I’m visiting Hong Kong and Macau for a few days on my way to Shanghai (where I do intend to do a little shopping).  Clearly I’m not going to see much in such a short time but wanted the opportunity to take a look around and see if I’d like to come back for a longer stay in the future. When I travel I prefer to spend most of my time walking around getting a feel for the place and its people. This means that I sometimes miss the more popular tourist sites, particularly when I’m short on time.  I used to worry about this and wonder if I should be planning my trip better but now I just accept that this is what I like to do and that’s all that matters.

I’m staying half a block from VERY busy Nathan Road in Kowloon. Surprisingly my hotel room is quiet so the traffic hasn’t been a problem at all. Nathan Road, lined by shopping malls, shops and high-rise apartment buildings, runs from the base of mainland Hong Kong for about four kilometres.

I stepped out early on my first full day here and walked the stretch from my hotel to the ferry terminal before the shoppers and tourists hit the streets. At that time of the morning the locals were heading to work and going about their normal day-to-day business. The huge harbour promenade was virtually empty – just a few early morning tourists and what appeared to be some young people recovering from a big night out. The ferry terminal was much busier with locals heading off to work.

I took the short ferry ride across Victoria Harbour to Hong Kong island and after a quick wander around the central district, where I discovered even more designer shops, I jumped on one of Hong Kong’s very cute double-decker ‘ding ding’ trams and made my way west to the Sheung Wan district. I’d read that it was a nice area to walk around – a good mixture of locals and a thriving arts community. I was not disappointed. The walk back along Hollywood Road revealed so much about this vibrant and interesting district.

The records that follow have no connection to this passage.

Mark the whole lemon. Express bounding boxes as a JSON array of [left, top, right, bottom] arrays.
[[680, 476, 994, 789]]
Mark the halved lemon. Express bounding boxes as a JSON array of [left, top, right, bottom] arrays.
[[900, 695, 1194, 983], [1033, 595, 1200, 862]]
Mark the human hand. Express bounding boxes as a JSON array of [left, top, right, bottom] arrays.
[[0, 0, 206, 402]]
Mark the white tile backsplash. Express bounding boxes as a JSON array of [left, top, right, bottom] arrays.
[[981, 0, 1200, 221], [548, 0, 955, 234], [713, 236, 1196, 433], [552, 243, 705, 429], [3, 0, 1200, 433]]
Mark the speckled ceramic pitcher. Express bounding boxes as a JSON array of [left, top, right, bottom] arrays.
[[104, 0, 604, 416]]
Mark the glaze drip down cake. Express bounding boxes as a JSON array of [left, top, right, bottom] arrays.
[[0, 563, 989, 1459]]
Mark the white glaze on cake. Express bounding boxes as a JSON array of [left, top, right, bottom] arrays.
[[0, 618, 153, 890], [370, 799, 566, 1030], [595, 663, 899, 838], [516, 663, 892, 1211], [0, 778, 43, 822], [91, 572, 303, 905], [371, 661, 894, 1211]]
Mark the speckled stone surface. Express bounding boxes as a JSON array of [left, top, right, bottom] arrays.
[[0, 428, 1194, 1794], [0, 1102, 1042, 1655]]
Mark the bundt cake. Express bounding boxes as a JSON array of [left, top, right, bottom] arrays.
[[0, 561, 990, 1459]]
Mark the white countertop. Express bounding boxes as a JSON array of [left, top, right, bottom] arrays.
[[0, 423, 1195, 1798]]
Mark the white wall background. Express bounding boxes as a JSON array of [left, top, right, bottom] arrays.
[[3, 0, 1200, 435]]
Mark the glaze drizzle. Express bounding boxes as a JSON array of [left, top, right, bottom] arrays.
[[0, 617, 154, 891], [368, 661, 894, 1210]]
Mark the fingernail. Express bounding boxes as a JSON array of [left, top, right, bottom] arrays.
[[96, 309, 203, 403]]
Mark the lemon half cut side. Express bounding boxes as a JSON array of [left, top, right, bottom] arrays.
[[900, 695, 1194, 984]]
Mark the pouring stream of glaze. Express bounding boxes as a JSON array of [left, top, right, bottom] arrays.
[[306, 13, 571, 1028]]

The first few blocks were full of galleries and Chinese antique shops, smart cafes and restaurants. I even found some street art which doesn’t seem to be very common here in Hong Kong. I also discovered the Man Mo Temple. The temple was built in 1847 and is the place to worship the God of Literature (Man) and the God of War (Mo). According to the website, both were worshipped by ‘ambitious students looking to succeed in the civil examinations of Imperial China’. The giant incense coils hanging at the entrance coupled with (mostly) young people lighting large bunches of incense sticks for their God (hopefully Literature) made it a very heady but interesting experience and was much bette for the soul (and wallet) than worshipping the God of Consumerism at the temple of Prada or Fendi.

As I continued the walk I discovered some small but very busy food markets selling fruit, vegetables, fish, herbs and spices. These were mostly frequented by locals with the odd tourist like me out for a sticky-beak.

I spent the afternoon wandering around my own neighbourhood on the mainland where I discovered the delightful Haiphong Road Temporary Market, which was essentially a large room full of women arranging flowers.  It smelled and looked amazing and I was so pleased to find it.

Later in the evening I went back down to the water’s edge to look at the lights of Hong Kong island which is quite a spectactular sight.  People lined up along the promenade taking photos of each other or ‘selfies’ with the beautiful view as their backdrop. An old fashioned Chinese junk boat with its red sails brightly lit cruised around the harbour and a very good busking band entertained people on shore, all contributing to a really nice atmosphere.

Hong Kong is noisy, bustling, colourful, beautiful and very vibrant, and I’ll definitely be coming back for a longer stay in the future.